Voilà ce qu’était la société chez les anciens ; et lorsque les peuples, après s’être dévorés mutuellement, jouissaient par hasard, ou par épuisement, de quelque repos, il fallait chaque rois que la civilisation recommençât et s’étendit avec de lents progrès, sans solidité comme sans garanties. Si quelques instants de prospérité se font apercevoir de loin eu loin, comme pour nous consoler de l’histoire, nous ignorons à quel prix ils ont été achetés ; nous ne tardons pas à acquérir la certitude qu’on n’a pas su les consolider, et nous passons à notre aise, en tournant quelques feuillets, sur de longs siècles de déclin, et par conséquent de misères cruellement savourées par les hommes de l’époque, par leurs femmes, par leurs proches.

On assure que les nations peuvent souffrir, mais qu’elles ne meurent pas ; je crois, moi, qu’elles meurent dans une lente agonie. Les peuples de Tyr, d’Athènes, de Rome, ont péri dans de longues souffrances. Ce sont d’autres peuples qui, sous les mêmes noms, ou sous des dénominations nouvelles, ont peuplé les mêmes lieux.
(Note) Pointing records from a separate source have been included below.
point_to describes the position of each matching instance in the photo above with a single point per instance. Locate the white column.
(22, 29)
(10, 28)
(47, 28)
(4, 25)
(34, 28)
Je ne vous parlerai pas de la barbarie du moyen âge, de l’anarchie féodale, des proscriptions religieuses, de cette universelle férocité où le faible était toujours opprimé, sans que le dominateur en fût plus heureux ; mais que trouverons-nous dans des temps où l’on s’est prétendu plus civilisé ? Des gouvernements et des peuples tout à fait ignorants de leurs vrais intérêts, se persécutant pour des dogmes insignifiants ou absurdes, guerroyant par jalousie, et dans la persuasion non fondée, que la prospérité d’une autre nation est un obstacle à leur prospérité. On s’est fait la guerre pour une ville, pour une province, pour s’arracher une branche de commerce ; on l’a faite ensuite pour se disputer des colonies ; puis, pour les tenir sous le joug ; toujours la guerre enfin… tandis que les hommes n’ont qu’à gagner à des communications amicales ; qu’une prépondérance forcée n’est avantageuse pour personne, pas même pour ceux qui l’exercent ; que les discordes sont fécondes en malheurs de toutes sortes, sans aucuns dédommagements, si ce n’est une vaine gloire et quelques dépouilles bien chétives, quand on les compare aux trésors légitimes qu’un peuple peut tirer de la paix, lorsqu’elle n’est pas achetée par des bassesses : tel est le spectacle que nous présente le monde sous l’empire des préjugés anciens.